Basement speak-easies give Prohibition vibes

Speak-easies evolved in the 1920s after the 18th Amendment made it illegal to manufacture, sell, transport or consume “intoxicating liquors.” The law went into effect in 1920 and was repealed in 1933. That 13-year period is known as Prohibition.

Speak-easies became secret gathering spots that served liquor, often in basements or back-alley locations. Many were poorly lit, grim settings that did not draw attention. Clientele would “speak easy” about their outings for obvious reasons.

That raucous period in American history holds such nostalgia for some people that they want to re-create it in their homes to treat family and guests to an underground good time.

‘Transcended in time’

Interior designer Laura Yeager Smith was delighted when a client asked for a speak-easy in the 1,500-square-foot basement remodel of their 1990s-era home in Hudson, Ohio.

“A speak-easy is all about being transcended in time,” she says. “It needs to have a moody, masculine vibe with a touch of industrial edge.”

Posters depicting 1920's Prohibition headlines grace the walls of a Hudson, Ohio, basement speak-easy.

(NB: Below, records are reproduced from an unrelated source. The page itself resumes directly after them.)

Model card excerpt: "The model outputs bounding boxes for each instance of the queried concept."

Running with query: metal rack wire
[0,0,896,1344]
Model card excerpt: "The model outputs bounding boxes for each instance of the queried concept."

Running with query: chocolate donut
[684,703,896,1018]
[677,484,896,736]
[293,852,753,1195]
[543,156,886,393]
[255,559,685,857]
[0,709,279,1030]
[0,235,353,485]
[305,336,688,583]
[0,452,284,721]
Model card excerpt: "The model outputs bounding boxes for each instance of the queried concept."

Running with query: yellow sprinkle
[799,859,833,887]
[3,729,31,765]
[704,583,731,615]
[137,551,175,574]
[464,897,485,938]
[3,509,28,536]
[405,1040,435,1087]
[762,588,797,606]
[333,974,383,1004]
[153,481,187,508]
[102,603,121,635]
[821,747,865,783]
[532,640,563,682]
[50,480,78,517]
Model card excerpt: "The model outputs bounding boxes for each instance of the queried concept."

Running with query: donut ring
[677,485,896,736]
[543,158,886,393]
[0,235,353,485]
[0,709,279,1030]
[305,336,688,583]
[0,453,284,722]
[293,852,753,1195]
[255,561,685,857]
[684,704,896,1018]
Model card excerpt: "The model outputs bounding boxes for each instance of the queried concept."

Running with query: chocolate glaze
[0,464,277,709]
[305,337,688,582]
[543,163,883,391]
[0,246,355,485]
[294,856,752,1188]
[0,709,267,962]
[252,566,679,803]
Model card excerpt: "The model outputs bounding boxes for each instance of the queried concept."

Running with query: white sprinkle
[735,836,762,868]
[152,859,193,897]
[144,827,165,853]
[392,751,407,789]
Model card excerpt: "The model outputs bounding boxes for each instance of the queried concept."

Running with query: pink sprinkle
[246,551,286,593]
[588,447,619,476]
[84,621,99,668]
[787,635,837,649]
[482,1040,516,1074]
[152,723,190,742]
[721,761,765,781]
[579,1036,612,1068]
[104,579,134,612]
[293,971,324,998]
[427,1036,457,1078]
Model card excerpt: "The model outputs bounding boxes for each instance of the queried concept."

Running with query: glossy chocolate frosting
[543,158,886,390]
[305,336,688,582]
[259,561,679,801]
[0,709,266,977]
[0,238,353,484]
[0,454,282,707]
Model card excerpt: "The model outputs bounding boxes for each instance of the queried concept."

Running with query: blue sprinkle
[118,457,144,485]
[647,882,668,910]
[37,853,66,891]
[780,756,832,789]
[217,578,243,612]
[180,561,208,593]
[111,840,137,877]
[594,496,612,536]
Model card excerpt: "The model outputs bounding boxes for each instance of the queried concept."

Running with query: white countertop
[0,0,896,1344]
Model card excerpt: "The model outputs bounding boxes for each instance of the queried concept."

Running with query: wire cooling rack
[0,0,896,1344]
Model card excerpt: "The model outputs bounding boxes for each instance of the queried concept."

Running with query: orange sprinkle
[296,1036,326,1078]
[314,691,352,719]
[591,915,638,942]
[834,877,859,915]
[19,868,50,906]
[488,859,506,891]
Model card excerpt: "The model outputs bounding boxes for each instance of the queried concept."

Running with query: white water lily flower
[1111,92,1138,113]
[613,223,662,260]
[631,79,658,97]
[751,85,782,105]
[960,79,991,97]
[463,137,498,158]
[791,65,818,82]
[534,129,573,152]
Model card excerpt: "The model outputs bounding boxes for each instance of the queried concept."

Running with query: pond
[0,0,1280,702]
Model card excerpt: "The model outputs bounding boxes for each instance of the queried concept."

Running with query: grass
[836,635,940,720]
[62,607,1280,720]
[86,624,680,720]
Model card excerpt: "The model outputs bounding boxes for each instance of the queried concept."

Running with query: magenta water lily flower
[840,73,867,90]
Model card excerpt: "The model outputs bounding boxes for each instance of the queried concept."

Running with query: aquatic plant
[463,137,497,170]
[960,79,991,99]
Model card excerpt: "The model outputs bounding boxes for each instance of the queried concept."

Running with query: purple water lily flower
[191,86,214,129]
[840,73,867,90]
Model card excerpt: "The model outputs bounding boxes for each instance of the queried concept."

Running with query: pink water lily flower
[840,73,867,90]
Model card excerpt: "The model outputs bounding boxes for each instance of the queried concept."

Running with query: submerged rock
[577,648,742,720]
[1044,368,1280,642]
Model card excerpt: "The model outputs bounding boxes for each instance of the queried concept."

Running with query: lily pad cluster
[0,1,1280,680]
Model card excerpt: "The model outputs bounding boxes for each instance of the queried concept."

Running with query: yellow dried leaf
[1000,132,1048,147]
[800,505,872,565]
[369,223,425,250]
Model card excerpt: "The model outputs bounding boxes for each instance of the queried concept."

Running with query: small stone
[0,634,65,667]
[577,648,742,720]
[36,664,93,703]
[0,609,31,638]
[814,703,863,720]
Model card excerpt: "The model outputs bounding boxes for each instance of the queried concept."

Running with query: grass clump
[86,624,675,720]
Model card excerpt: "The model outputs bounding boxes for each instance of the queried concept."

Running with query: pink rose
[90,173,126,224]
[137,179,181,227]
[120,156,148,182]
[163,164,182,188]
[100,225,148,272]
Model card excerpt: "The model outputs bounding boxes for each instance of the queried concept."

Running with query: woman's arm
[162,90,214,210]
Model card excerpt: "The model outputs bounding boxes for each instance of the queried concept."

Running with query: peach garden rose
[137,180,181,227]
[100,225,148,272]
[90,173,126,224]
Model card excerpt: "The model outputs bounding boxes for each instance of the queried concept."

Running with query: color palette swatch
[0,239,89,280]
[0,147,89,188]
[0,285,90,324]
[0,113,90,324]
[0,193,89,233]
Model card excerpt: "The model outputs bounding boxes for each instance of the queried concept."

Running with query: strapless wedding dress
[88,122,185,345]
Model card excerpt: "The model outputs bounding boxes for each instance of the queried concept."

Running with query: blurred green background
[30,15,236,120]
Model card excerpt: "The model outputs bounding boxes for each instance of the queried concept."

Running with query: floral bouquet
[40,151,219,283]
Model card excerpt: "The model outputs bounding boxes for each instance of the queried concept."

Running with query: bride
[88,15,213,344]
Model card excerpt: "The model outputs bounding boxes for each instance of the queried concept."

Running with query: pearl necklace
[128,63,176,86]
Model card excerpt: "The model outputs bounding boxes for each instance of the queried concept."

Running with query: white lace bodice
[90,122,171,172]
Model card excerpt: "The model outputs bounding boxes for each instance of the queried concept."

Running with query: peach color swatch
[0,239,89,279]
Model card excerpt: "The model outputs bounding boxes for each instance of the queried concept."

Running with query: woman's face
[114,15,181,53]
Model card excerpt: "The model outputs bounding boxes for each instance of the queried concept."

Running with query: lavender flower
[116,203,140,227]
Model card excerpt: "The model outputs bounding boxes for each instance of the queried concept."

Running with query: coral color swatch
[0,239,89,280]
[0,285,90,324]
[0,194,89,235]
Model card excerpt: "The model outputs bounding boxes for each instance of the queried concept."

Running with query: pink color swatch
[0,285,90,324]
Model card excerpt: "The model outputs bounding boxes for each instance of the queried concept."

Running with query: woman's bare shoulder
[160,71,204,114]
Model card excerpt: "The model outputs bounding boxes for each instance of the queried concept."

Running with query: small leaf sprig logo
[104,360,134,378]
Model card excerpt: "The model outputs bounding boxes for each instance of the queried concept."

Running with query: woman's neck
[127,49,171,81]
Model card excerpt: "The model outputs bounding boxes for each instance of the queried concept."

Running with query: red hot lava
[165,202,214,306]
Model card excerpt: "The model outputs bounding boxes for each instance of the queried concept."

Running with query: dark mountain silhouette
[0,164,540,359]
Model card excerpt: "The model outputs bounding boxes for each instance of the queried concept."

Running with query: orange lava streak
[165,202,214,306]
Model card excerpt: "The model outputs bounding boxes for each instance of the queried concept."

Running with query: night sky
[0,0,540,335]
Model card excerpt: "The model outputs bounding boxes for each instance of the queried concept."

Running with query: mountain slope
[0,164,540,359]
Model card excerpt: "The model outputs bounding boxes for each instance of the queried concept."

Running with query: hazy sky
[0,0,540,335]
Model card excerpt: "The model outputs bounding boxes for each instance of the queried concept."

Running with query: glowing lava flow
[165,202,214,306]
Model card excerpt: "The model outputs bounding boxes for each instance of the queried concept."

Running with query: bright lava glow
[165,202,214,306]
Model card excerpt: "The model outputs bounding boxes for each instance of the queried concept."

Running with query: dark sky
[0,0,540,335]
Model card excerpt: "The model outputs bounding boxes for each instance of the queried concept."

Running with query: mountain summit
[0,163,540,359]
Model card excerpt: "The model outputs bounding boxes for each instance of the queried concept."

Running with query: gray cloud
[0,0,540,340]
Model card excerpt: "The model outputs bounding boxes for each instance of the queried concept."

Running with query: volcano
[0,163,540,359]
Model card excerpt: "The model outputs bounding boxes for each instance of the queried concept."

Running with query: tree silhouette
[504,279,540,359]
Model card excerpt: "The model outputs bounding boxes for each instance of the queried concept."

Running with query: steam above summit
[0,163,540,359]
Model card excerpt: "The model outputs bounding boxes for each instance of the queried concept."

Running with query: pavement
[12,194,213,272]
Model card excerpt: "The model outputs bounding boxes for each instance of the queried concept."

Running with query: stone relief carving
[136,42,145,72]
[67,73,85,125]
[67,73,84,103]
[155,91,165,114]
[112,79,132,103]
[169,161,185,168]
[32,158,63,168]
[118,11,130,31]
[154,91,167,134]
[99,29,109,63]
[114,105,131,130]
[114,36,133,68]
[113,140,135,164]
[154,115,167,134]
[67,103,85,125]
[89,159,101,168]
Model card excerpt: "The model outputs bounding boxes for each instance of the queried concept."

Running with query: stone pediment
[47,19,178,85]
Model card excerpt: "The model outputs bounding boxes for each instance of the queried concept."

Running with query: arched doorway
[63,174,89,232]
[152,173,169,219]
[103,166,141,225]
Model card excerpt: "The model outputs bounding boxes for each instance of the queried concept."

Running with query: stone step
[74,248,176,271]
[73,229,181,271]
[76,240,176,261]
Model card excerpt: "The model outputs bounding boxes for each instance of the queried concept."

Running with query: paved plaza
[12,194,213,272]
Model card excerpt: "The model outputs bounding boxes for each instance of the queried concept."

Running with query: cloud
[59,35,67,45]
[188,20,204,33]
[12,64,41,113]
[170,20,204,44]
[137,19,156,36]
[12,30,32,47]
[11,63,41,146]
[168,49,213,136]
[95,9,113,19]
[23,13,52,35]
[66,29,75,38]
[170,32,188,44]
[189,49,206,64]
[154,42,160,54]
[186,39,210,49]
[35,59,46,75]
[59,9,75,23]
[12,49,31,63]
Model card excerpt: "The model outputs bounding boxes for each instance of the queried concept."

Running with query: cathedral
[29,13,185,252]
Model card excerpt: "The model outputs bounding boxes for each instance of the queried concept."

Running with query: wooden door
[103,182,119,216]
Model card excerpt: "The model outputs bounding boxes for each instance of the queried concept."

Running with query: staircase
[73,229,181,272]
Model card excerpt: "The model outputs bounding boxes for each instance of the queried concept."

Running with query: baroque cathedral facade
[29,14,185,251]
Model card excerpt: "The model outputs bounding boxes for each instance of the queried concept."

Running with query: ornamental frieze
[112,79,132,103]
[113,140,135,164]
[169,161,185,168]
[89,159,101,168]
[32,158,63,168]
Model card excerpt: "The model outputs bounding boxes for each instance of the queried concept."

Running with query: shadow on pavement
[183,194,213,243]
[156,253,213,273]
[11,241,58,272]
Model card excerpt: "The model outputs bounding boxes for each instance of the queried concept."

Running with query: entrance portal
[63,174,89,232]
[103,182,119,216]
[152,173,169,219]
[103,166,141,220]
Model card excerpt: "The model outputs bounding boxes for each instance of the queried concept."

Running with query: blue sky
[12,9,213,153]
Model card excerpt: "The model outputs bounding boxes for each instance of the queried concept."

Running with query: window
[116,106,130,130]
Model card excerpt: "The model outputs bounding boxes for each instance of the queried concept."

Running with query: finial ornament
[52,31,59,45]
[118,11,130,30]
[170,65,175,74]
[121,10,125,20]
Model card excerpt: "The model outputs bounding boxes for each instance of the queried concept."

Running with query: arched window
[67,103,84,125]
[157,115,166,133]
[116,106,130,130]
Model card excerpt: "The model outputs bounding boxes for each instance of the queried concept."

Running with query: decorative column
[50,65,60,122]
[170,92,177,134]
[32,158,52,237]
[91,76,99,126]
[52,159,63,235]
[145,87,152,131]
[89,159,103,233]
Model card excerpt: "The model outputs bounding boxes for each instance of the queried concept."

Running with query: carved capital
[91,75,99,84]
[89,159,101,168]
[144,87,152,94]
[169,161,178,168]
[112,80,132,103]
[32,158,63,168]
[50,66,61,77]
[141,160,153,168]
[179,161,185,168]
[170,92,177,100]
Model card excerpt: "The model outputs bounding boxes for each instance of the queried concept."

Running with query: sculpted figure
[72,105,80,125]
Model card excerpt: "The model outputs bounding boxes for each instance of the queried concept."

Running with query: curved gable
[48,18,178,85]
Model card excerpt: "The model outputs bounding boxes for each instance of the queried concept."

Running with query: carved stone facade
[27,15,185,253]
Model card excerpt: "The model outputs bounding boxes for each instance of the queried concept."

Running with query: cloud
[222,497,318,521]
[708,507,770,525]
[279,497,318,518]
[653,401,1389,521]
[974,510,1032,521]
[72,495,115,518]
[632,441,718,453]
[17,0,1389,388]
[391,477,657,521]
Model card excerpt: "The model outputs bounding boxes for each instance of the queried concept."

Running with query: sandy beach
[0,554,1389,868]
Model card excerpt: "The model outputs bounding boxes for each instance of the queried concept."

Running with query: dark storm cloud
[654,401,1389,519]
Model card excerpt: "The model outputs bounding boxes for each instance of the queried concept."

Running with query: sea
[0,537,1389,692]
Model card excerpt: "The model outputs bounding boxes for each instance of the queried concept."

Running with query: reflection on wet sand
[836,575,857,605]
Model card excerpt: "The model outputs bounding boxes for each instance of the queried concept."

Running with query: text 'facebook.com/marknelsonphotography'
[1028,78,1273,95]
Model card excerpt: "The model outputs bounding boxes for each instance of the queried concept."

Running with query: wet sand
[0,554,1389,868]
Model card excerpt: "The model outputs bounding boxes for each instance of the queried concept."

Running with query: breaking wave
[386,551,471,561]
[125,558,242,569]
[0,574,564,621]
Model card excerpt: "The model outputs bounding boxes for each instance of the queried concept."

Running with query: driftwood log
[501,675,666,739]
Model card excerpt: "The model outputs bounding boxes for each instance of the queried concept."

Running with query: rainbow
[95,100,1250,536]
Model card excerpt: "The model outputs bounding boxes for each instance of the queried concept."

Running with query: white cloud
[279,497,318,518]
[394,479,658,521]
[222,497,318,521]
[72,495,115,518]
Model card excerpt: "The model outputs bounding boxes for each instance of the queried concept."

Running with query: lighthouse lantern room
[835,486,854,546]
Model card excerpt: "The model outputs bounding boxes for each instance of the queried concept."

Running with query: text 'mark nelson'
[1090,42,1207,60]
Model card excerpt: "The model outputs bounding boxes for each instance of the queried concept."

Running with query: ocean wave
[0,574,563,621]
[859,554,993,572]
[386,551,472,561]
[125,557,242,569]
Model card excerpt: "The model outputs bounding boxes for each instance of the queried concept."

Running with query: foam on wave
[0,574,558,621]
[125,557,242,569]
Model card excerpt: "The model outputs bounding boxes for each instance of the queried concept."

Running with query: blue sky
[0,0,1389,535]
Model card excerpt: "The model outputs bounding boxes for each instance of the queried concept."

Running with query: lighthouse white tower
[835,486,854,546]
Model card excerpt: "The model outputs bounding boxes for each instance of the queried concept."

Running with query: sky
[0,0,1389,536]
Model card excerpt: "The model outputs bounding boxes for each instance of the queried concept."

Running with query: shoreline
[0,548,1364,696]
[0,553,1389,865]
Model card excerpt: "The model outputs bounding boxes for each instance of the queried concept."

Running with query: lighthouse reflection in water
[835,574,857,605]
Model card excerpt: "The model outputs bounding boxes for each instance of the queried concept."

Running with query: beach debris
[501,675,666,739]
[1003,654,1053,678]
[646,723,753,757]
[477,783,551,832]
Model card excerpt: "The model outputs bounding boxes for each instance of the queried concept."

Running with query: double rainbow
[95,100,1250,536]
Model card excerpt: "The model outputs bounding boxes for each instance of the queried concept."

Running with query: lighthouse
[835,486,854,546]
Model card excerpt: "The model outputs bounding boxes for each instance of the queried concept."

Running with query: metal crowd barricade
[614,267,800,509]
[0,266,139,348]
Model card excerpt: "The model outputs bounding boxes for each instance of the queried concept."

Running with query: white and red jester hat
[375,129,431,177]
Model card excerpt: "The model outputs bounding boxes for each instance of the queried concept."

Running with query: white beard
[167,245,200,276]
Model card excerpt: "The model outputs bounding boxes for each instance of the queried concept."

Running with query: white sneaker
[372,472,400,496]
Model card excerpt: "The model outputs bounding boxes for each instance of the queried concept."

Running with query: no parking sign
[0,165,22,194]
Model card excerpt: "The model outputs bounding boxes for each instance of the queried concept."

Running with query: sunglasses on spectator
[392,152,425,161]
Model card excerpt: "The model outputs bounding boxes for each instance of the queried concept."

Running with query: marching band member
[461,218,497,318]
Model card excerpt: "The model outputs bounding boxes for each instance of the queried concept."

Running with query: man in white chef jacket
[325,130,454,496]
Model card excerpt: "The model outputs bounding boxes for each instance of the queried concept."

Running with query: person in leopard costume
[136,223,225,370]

The home Smith worked on has two staircases to the basement, including one from the garage (a secret passageway, if you will). Smith began by applying thin brick and industrial exterior sconces to the stairway walls to create a back-alley setting.

A bookshelf conceals a secret door to an unfinished storage area. Another door includes a sliding peephole, a telltale speak-easy element.

More thin brick on accent walls, charcoal gray woodwork and hammered tin ceilings carry the vibe throughout.

A Prohibition-inspired whiskey barrel was used in a basement speak-easy remodel in Hudson, Ohio.

Using rough-sawn wood, Smith designed a rounded ceiling over one seating area with a banquette table supported by whiskey barrels.

A vintage family heirloom phonograph, a few moonshine jugs on the onyx bar and reproduction newspaper posters with headlines about Al Capone’s trial complete the look.

A re-enactment redesign

When Amy and Bruce Eckert began discussing ideas for the basement remodel in their American Tudor home in Holland, Mich., they never considered a speak-easy. The house was built in 1927, and the couple was committed to keeping any renovations as true to the period as possible.

“When we redid the bathrooms and kitchen, I could find all sorts of ideas, but search ‘basements in the 1920s’ and you get nothing,” Amy says.

A conversation with an acquaintance sparked the idea of a speak-easy.

The primary problem with any renovation to a 95-year-old home is that it’s 95 years old. Nothing is square.

Nothing is even. The contractor spent weeks repairing a leak in the sublevel basement window and creating a separate window out of an old coal chute. Subcontractors replaced wiring, plumbing and the heating and air conditioning system. They poured about 18 bags of floor leveler to make the concrete suitable for the faux-wood tile the Eckerts chose.